Further Improvements

• In order to support multiple simultaneous logins, processes are distinguished by the user account that started the process. Rules can be created so that they apply to processes running on behalf of the current user, on behalf of a system account such as root, or on behalf of any account.
• When no user is logged in, all connections which are not covered by an existing rule are automatically denied. Rule suggestions are created for these connections and can be reviewed in Little Snitch Configuration.
• If you can’t login without network access (e.g. network accounts), the system can be restarted in Permissive Mode where all connections are allowed before the first user logs in. Allow-rules are automatically created so that future logins succeed.

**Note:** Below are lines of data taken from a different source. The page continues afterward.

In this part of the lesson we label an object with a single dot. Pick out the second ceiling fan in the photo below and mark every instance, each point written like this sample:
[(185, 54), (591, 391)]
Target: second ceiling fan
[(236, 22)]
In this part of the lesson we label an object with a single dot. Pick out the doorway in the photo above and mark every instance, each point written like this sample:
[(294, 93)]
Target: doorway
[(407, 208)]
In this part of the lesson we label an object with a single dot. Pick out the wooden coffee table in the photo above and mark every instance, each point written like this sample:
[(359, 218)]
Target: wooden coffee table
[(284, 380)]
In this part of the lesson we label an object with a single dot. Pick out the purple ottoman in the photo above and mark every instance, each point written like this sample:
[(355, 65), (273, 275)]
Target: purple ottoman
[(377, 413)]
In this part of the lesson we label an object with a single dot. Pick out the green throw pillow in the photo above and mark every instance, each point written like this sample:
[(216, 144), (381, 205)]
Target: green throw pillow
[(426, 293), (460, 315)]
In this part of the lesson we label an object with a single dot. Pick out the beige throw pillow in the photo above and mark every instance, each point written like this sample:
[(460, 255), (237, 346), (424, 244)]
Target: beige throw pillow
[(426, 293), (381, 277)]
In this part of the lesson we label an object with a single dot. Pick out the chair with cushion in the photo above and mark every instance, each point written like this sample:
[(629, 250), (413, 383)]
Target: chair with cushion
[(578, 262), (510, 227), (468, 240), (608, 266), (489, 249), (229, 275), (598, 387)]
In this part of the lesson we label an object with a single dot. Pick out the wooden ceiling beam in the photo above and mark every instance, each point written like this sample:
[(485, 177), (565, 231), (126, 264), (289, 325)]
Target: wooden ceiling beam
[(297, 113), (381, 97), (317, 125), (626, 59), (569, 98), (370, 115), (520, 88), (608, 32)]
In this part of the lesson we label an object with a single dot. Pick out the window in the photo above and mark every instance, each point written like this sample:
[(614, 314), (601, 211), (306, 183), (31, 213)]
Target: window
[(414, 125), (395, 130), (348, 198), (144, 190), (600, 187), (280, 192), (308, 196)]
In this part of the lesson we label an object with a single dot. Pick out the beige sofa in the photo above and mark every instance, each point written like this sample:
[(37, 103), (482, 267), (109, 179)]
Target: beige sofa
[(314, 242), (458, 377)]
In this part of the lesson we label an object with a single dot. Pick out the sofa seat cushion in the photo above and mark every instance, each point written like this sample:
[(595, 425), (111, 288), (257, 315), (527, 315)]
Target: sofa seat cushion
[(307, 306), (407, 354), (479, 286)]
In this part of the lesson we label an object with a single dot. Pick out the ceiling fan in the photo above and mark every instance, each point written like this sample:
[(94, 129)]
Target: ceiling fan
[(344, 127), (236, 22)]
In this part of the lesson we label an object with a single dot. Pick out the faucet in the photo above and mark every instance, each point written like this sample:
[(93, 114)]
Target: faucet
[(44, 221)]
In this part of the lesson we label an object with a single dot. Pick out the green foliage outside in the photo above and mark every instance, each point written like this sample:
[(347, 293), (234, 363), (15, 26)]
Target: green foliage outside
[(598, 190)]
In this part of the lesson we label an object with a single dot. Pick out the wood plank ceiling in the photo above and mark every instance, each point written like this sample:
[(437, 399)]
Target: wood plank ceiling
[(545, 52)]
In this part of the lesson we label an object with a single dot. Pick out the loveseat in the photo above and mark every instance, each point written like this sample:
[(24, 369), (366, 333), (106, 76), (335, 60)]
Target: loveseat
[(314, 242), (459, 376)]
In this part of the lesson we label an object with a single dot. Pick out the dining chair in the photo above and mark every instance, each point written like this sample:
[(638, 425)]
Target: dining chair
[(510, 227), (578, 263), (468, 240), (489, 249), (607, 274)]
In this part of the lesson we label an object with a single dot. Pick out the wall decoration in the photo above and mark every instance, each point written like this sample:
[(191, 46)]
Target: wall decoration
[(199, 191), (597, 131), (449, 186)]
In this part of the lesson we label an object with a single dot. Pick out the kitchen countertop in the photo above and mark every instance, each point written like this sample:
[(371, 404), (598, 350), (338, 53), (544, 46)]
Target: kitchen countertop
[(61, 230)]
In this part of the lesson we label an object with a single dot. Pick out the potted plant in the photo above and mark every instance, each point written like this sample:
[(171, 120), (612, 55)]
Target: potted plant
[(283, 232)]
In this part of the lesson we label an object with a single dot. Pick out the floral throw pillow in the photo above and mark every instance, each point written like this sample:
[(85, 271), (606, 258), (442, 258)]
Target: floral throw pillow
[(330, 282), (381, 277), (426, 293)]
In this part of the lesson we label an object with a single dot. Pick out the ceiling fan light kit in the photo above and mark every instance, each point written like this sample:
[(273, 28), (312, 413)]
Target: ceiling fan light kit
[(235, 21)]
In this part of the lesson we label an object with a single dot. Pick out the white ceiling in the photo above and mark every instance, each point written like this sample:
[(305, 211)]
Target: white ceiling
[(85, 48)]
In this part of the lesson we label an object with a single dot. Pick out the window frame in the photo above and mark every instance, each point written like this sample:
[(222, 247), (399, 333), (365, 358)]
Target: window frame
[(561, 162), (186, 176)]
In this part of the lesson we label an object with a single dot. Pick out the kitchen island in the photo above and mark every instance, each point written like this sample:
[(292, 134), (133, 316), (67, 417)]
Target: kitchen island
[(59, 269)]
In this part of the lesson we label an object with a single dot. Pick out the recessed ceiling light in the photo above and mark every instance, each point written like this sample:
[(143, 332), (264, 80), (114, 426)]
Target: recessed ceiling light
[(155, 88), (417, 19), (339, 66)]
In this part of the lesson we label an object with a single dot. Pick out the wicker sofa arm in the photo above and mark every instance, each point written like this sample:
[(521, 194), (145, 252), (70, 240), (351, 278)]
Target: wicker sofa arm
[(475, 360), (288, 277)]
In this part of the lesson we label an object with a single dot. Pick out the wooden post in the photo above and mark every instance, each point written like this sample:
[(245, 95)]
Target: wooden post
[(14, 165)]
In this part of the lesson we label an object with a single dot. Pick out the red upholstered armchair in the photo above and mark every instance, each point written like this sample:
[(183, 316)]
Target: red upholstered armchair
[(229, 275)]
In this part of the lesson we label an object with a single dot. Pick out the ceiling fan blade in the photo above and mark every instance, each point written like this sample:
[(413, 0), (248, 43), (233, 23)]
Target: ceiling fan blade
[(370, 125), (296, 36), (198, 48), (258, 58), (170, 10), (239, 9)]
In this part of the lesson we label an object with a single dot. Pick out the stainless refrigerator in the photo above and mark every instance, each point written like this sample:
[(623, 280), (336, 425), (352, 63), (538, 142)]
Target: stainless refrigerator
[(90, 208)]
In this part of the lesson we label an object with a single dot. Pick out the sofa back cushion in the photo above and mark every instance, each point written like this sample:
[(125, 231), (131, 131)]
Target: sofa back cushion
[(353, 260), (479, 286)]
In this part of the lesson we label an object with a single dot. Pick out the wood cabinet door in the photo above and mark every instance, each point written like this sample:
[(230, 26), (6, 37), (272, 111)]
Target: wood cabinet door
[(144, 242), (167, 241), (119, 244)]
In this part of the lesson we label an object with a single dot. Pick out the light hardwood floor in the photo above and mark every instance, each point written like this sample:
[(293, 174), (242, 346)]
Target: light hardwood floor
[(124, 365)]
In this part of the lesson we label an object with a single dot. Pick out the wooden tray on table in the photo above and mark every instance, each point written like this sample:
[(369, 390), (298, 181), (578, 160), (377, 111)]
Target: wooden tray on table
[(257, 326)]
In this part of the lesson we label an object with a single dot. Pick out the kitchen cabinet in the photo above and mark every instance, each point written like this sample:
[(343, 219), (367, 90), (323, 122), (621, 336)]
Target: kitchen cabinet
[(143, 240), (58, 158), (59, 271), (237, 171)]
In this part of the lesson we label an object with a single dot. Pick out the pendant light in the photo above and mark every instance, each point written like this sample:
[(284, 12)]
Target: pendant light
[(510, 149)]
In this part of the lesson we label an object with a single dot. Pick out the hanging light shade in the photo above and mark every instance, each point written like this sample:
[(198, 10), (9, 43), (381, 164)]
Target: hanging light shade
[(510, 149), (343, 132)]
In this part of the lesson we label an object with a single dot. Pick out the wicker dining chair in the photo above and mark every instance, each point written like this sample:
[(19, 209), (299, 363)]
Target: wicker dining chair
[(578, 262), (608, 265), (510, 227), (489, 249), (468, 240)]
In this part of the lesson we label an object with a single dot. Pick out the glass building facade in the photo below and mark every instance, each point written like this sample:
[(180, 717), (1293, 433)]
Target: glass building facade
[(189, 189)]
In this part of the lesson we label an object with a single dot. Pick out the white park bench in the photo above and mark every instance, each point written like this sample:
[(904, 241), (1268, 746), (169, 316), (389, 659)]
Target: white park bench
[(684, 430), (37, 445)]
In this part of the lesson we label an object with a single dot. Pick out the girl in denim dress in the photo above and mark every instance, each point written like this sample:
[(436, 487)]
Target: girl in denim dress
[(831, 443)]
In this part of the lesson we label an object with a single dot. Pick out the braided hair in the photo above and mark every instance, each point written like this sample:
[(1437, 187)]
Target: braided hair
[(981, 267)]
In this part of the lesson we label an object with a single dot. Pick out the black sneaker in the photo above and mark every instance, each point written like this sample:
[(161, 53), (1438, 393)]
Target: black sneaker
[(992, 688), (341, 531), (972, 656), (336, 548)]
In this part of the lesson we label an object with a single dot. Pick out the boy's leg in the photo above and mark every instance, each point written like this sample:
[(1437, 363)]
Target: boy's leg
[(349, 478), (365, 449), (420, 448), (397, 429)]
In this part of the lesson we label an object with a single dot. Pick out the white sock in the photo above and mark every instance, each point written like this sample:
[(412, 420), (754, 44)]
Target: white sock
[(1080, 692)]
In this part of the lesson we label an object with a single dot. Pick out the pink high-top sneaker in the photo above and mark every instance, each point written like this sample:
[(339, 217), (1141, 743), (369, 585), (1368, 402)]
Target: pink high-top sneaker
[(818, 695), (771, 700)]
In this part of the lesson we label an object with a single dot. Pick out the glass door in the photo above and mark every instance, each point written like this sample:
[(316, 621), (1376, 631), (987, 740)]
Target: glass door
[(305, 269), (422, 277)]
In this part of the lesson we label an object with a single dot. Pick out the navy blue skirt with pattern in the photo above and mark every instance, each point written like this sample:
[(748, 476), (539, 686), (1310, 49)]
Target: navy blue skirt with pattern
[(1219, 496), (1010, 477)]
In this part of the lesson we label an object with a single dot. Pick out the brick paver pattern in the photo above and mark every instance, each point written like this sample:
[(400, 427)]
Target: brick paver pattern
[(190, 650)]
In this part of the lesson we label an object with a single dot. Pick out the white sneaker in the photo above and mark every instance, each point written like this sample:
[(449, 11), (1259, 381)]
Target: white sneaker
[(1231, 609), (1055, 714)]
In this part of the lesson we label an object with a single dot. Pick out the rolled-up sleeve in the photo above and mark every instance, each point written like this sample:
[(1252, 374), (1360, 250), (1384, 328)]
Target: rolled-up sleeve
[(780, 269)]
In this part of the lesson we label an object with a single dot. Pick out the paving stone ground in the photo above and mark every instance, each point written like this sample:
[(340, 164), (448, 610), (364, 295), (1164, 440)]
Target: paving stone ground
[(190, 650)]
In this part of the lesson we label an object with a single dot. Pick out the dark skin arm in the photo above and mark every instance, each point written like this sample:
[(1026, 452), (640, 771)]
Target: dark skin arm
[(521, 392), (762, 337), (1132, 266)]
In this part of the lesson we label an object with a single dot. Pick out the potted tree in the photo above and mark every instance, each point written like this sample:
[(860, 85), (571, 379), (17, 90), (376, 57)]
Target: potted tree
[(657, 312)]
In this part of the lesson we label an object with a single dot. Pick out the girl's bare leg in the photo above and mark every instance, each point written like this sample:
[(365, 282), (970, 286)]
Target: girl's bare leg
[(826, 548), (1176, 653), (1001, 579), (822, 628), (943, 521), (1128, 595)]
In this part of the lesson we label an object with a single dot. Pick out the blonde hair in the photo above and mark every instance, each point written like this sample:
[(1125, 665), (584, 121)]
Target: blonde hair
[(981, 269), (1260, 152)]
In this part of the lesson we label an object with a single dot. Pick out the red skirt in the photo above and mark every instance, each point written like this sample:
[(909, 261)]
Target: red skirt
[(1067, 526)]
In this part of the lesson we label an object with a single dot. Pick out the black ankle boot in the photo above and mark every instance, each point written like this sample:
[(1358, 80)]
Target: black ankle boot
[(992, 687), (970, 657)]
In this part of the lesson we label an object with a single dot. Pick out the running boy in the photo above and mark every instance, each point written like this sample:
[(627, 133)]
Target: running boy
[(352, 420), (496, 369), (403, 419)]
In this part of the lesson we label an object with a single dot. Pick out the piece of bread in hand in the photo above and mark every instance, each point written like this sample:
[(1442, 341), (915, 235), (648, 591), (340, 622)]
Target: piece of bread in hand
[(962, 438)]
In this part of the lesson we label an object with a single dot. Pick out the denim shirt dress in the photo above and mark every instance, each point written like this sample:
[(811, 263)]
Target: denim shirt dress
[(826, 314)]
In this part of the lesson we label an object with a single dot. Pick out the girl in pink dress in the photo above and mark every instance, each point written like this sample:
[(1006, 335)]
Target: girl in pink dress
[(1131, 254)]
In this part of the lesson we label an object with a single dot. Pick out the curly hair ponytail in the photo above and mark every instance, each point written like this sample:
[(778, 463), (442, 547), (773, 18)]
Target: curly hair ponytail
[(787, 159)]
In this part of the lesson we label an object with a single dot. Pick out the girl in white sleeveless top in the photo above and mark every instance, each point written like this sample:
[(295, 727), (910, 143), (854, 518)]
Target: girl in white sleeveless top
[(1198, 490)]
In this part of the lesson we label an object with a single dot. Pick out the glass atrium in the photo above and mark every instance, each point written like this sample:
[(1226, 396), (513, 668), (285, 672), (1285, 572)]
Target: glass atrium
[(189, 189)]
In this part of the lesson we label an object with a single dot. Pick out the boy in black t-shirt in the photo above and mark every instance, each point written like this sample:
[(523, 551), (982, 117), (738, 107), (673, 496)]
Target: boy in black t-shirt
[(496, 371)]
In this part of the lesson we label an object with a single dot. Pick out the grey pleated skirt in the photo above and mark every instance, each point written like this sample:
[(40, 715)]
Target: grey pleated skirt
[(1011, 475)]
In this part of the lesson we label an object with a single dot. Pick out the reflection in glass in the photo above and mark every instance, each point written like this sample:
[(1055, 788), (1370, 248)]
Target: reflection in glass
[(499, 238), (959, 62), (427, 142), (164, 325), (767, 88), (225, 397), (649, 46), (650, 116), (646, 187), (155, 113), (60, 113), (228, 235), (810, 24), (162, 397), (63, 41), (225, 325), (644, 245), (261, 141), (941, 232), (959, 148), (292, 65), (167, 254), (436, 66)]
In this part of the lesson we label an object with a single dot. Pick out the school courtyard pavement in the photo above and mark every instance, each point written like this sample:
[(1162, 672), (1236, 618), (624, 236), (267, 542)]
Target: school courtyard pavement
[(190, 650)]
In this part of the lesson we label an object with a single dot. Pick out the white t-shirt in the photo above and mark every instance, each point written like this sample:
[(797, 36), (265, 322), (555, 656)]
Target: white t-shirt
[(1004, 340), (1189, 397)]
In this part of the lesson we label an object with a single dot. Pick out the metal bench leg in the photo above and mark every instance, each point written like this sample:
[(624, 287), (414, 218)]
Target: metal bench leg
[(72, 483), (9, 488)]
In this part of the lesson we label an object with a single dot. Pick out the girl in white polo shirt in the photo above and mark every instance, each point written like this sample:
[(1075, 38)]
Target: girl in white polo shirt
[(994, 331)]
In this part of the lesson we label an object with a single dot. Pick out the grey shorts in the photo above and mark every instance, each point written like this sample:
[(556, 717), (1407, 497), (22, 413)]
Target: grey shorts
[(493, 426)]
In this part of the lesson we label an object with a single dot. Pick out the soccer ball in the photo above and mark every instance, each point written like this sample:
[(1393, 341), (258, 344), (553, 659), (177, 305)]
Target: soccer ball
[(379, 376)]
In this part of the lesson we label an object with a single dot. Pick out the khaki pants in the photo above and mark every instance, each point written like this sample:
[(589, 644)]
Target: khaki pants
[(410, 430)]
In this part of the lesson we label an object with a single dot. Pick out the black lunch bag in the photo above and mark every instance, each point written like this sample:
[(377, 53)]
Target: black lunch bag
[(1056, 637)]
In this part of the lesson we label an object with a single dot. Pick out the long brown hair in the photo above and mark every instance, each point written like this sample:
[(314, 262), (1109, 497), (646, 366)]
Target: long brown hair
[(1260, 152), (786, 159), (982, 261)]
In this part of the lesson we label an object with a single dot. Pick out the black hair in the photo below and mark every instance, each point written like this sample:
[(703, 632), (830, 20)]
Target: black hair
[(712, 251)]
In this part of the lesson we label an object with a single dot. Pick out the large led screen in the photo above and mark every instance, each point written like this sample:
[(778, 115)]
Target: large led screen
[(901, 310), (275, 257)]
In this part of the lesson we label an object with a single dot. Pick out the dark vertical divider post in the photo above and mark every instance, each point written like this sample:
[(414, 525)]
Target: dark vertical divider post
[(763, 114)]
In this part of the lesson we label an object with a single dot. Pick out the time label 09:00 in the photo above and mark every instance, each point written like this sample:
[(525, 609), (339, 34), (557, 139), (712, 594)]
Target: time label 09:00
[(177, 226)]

Permissive mode is also used during the first restart after installation, but not after upgrades.
• All components are code-signed.

Changes since Release Candidate (3871)

• Help is now available for Little Snitch.
• Fixed an issue where Ask-Rules could cause a Connection Alert to be shown even in Silent Mode.
• Fixed a bug where the Connection Alert wrongly indicated that the process terminated.
• Fixed an issue where rules created from the Connection Alert were for process owner “System” instead of the current user.
• Connection Alert now honors modifier keys that were held before the alert was shown.
• Fixed unexpected change of filter scope when creating rules from rule suggestions.
• Fixed potential crash of Little Snitch Network Monitor when deleting connections from the list.
• Little Snitch Network Monitor can now be activated with LaunchBar. Simply add /Library/Little Snitch/Little Snitch Network Monitor.app to LaunchBar’s index.